Remember that life is dynamic – it is always changing, developing and evolving as we grow older. And don’t you find it as strange as I do that “life” always has a way of getting in the way of “life’s plans”? As you walk the pathways of autism daily you’ll find yourself challenged everyday. The day you will no longer will be challenged is the day you will no longer be breathing. Your autistic kids are changing and experiencing new life experiences everyday too – both tiny and huge. And this causes stress. And we know what this does to our auttie. Be patient with him. Just as stress freaks us out, it will do the same and much more to them – which then takes a toll on you. And without an attitude of a servant, you will find yourself lashing back on your kids and doing more harm than good. Take a deep breath, go in the kitchen and get a cold glass of water (as the meltdown in the other room occurs), say a quick prayer (of you’re the praying type! (it helps me out!)), put a smile on your face, turn around and go back in that other room to LOVE and SERVE the needs of your kid without thought of self because they need you now to that the most – because they aren’t as capable.

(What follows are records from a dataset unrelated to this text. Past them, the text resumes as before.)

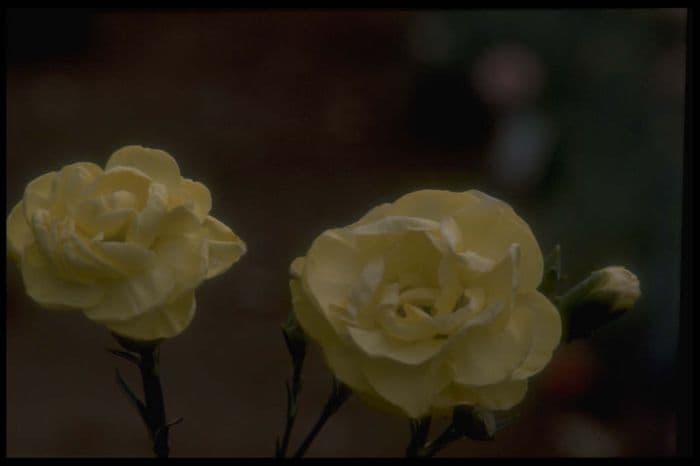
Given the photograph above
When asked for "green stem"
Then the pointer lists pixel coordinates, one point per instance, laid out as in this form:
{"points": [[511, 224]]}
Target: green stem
{"points": [[292, 399], [419, 435], [155, 404], [339, 396], [152, 410], [448, 436]]}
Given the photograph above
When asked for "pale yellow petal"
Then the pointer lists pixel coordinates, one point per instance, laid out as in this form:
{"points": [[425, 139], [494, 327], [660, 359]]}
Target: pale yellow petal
{"points": [[38, 194], [134, 296], [187, 255], [225, 247], [432, 204], [125, 179], [19, 234], [312, 319], [332, 266], [43, 285], [377, 345], [157, 164], [410, 388], [345, 363], [128, 258], [488, 354], [72, 184], [157, 219], [501, 396], [164, 322], [546, 333], [199, 195], [490, 227], [296, 269], [395, 225]]}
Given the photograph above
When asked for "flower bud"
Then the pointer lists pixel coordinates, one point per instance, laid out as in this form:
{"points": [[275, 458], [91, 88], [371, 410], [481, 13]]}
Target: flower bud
{"points": [[605, 295]]}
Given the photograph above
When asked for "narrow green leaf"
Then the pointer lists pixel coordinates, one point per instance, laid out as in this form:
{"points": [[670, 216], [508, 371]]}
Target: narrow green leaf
{"points": [[132, 397], [124, 355], [552, 273]]}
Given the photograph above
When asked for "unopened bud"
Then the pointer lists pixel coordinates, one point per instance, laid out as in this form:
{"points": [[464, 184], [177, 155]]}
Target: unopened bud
{"points": [[603, 296]]}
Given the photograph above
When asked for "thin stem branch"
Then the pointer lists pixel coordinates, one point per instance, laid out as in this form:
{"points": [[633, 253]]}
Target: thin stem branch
{"points": [[292, 399], [152, 410], [449, 435], [339, 396], [155, 404], [419, 435]]}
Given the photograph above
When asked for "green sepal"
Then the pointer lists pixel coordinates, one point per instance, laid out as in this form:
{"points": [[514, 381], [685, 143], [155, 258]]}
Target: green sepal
{"points": [[551, 276], [132, 397]]}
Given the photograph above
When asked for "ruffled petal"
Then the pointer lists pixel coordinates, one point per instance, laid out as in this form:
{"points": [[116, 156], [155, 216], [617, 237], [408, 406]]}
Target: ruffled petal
{"points": [[345, 363], [19, 234], [225, 247], [127, 258], [546, 333], [158, 219], [377, 344], [38, 194], [488, 354], [499, 396], [164, 322], [312, 319], [126, 179], [332, 266], [196, 193], [490, 227], [187, 255], [72, 184], [134, 296], [410, 388], [45, 287], [157, 164], [395, 225], [432, 204]]}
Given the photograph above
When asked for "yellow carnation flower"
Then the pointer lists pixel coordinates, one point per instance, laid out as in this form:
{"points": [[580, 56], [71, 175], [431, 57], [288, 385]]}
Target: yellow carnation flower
{"points": [[429, 302], [126, 245]]}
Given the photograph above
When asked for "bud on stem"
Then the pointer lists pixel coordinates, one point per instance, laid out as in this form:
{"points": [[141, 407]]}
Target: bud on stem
{"points": [[602, 297]]}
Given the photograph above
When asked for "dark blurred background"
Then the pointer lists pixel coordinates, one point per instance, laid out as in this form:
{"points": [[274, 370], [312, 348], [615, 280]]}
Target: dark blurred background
{"points": [[300, 121]]}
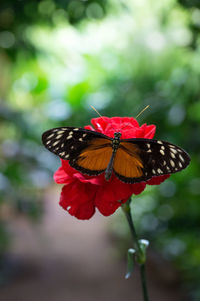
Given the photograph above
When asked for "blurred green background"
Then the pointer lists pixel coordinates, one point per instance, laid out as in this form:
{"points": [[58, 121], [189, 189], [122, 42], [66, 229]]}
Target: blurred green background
{"points": [[58, 57]]}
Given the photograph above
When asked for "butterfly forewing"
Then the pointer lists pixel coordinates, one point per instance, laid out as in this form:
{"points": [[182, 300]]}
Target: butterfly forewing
{"points": [[157, 158], [87, 151], [134, 160]]}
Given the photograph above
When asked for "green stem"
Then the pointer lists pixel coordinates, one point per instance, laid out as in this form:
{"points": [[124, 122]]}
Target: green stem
{"points": [[140, 257]]}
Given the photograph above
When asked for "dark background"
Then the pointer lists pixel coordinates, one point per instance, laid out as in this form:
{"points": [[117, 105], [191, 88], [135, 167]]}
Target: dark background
{"points": [[59, 57]]}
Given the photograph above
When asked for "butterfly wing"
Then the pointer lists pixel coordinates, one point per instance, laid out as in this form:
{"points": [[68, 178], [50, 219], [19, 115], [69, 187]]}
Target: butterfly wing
{"points": [[138, 160], [87, 151]]}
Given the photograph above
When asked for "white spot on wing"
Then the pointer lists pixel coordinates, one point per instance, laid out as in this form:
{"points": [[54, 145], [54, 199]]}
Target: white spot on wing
{"points": [[173, 150], [172, 155], [50, 136], [172, 163], [55, 143], [60, 132], [58, 137], [181, 158]]}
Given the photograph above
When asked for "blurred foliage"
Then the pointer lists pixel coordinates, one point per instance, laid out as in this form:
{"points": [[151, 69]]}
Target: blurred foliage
{"points": [[17, 16], [57, 58]]}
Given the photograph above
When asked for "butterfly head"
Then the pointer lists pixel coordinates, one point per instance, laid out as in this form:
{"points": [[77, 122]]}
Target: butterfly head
{"points": [[117, 135]]}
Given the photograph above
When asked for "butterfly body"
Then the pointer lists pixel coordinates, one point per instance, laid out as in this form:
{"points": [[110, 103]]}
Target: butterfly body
{"points": [[132, 160]]}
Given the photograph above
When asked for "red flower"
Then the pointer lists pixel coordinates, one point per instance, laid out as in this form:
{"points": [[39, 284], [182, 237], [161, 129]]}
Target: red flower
{"points": [[81, 194]]}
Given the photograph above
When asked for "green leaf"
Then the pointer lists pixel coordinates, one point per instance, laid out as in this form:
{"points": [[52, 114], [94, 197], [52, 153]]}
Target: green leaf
{"points": [[130, 262]]}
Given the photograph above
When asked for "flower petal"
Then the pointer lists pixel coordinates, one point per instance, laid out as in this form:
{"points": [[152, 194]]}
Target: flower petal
{"points": [[61, 177], [77, 199]]}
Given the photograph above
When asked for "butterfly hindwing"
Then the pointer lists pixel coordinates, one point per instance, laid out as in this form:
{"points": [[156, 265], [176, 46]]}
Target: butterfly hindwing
{"points": [[154, 158], [87, 151]]}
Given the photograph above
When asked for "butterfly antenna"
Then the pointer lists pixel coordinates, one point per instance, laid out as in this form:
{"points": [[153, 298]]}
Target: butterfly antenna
{"points": [[142, 111], [101, 116], [96, 111]]}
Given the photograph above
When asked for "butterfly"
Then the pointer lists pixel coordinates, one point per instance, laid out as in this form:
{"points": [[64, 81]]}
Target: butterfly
{"points": [[132, 160]]}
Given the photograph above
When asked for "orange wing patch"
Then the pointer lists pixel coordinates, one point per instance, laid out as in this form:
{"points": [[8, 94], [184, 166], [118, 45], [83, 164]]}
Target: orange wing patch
{"points": [[96, 156], [127, 161]]}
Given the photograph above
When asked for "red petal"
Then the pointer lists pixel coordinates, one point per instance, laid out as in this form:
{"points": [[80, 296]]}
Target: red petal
{"points": [[77, 199], [61, 177], [110, 194]]}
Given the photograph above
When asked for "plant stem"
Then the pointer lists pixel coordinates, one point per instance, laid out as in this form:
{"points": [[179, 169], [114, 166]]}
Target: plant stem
{"points": [[140, 256]]}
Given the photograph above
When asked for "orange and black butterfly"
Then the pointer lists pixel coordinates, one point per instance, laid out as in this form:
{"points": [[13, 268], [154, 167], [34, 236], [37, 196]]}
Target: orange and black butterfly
{"points": [[132, 160]]}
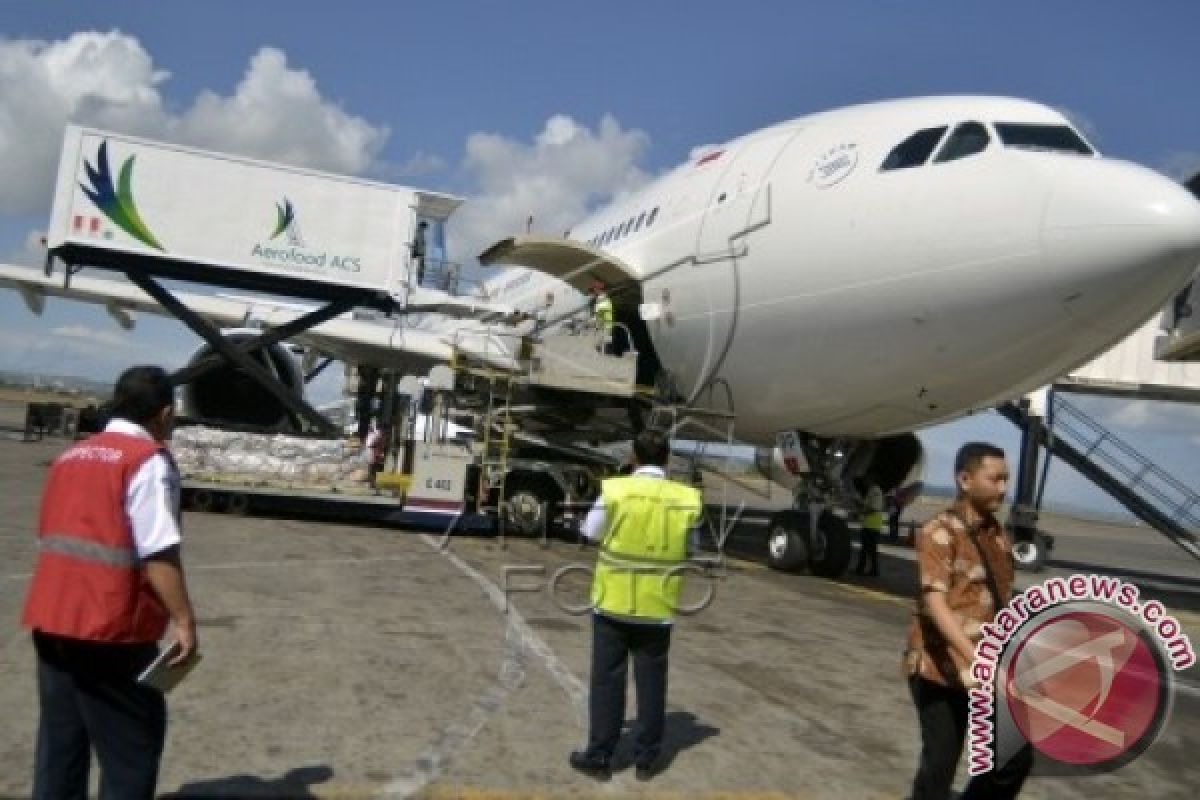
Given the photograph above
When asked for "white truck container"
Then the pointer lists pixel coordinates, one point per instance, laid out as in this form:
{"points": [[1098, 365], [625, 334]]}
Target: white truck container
{"points": [[123, 196]]}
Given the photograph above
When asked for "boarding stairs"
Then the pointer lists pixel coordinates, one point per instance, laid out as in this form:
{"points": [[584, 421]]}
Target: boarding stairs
{"points": [[1144, 488]]}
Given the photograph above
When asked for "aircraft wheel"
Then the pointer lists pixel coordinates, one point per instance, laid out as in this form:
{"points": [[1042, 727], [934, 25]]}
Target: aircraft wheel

I am sure you are like me that you want your kids to “turn out” as best as they can. I have high hopes for my three boys as well even despite their disorder. But I always remember that they are going to be a direct reflection of the environment I create for them at home, the example I provide them daily with my own attitude, emotions and beliefs and the selfless love I provide them in the best and darkest times. You can do it. You are better than you think you are even in the highest stress. God never gives you more than you can handle and He gave you the family you have (or don’t have in some cases) because He loves you and knows you are up to the challenge. Embrace it for your auttie’s sake.